Precursor identification for strong flares based on anomaly detection algorithm

Abstract

In this study, we assume that the magnetic configuration of active regions (ARs) in quiet periods has certain similarities and can be considered “normal” features. While there are some other magnetic features of active regions that are related to strong flares, they can be considered the precursor of strong flares and “anomaly” features. Our study aims to identify those “anomalies” and apply them in strong-flare forecasting. An unsupervised auto-encoder network has been used to understand and memorize these “normal” features, and then, based on the mean squared errors between the pictures of the ARs and the corresponding reconstructed pictures derived by the network, an anomaly detection algorithm has been adopted to identify the precursor for strong flares and develop a strong-flare classification model.
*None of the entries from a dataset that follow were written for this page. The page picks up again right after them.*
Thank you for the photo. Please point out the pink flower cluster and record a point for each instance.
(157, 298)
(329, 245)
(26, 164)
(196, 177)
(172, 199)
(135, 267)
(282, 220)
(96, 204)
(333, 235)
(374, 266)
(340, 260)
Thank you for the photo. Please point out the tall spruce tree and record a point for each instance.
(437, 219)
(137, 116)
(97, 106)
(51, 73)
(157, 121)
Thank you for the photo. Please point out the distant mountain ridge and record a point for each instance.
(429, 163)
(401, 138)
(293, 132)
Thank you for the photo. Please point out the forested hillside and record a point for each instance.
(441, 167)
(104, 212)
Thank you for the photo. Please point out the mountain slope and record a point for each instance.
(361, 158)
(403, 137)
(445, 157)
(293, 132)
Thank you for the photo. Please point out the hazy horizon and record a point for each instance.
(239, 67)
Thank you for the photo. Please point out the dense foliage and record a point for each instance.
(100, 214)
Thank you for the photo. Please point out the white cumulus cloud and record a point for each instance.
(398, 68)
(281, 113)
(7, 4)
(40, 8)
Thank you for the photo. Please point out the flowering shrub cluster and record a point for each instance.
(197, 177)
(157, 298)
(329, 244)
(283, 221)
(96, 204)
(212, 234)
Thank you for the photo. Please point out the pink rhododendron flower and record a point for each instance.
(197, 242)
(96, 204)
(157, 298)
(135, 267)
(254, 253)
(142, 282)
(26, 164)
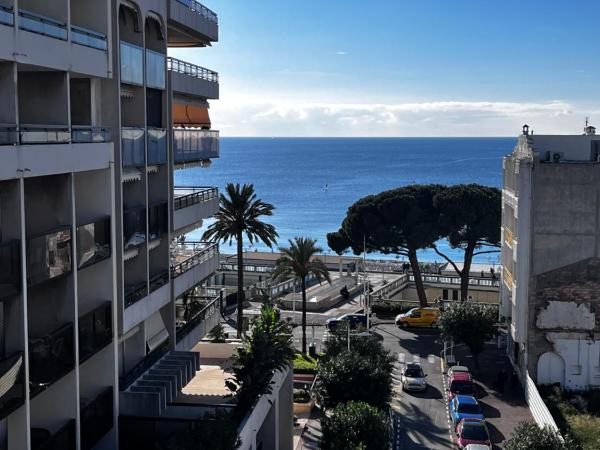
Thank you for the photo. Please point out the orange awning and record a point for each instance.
(190, 116)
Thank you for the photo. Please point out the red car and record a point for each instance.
(460, 383)
(473, 431)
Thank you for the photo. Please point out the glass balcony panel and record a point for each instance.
(10, 275)
(48, 256)
(89, 38)
(155, 69)
(96, 419)
(7, 16)
(95, 331)
(87, 135)
(157, 146)
(134, 227)
(132, 63)
(93, 242)
(133, 146)
(37, 23)
(50, 358)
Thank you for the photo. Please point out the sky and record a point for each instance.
(323, 68)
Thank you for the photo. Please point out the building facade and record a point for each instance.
(95, 120)
(550, 292)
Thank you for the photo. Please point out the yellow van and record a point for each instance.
(419, 317)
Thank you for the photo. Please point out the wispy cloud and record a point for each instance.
(259, 117)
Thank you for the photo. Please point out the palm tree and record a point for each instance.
(298, 261)
(239, 214)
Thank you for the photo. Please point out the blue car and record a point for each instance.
(464, 407)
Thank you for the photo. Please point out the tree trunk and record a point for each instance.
(414, 264)
(304, 315)
(240, 296)
(466, 272)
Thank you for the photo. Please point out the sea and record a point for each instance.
(313, 181)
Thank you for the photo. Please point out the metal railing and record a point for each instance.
(83, 134)
(196, 252)
(209, 311)
(195, 144)
(199, 8)
(135, 293)
(88, 38)
(50, 358)
(192, 195)
(36, 23)
(95, 331)
(192, 70)
(443, 279)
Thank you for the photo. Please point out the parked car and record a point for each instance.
(353, 320)
(473, 431)
(464, 407)
(460, 383)
(419, 317)
(413, 378)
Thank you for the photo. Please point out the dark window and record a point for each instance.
(93, 242)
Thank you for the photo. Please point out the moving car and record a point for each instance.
(473, 431)
(419, 317)
(353, 320)
(460, 383)
(413, 378)
(464, 407)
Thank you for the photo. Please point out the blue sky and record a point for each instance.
(403, 67)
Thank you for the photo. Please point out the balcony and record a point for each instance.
(49, 256)
(157, 146)
(95, 331)
(192, 204)
(194, 145)
(93, 242)
(191, 263)
(191, 24)
(96, 418)
(10, 275)
(133, 147)
(192, 80)
(50, 358)
(63, 439)
(12, 384)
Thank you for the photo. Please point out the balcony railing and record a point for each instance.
(50, 358)
(44, 135)
(36, 23)
(96, 418)
(208, 311)
(89, 38)
(95, 331)
(86, 135)
(12, 384)
(63, 439)
(192, 195)
(189, 255)
(10, 275)
(195, 144)
(199, 8)
(192, 70)
(134, 293)
(7, 16)
(157, 146)
(158, 281)
(133, 146)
The strong-flare classification model reaches an F1 score of 0.8139, an accuracy of 0.8954, a recall of 0.8785, and a precision of 0.7581. Moreover, for those correctly predicted strong-flare events (94 M-class flares and above), the model reaches an average first warning time of 45.24 h. The results indicate that the anomaly detection algorithm can be used in precursor identification for strong flares and help in both improving strong-flare prediction accuracy and enlarging the time in advance. Also, the obtained average maximum warning period for strong-flare prediction (nearly 2 days) will be useful for future applications for space-weather solar flare prediction.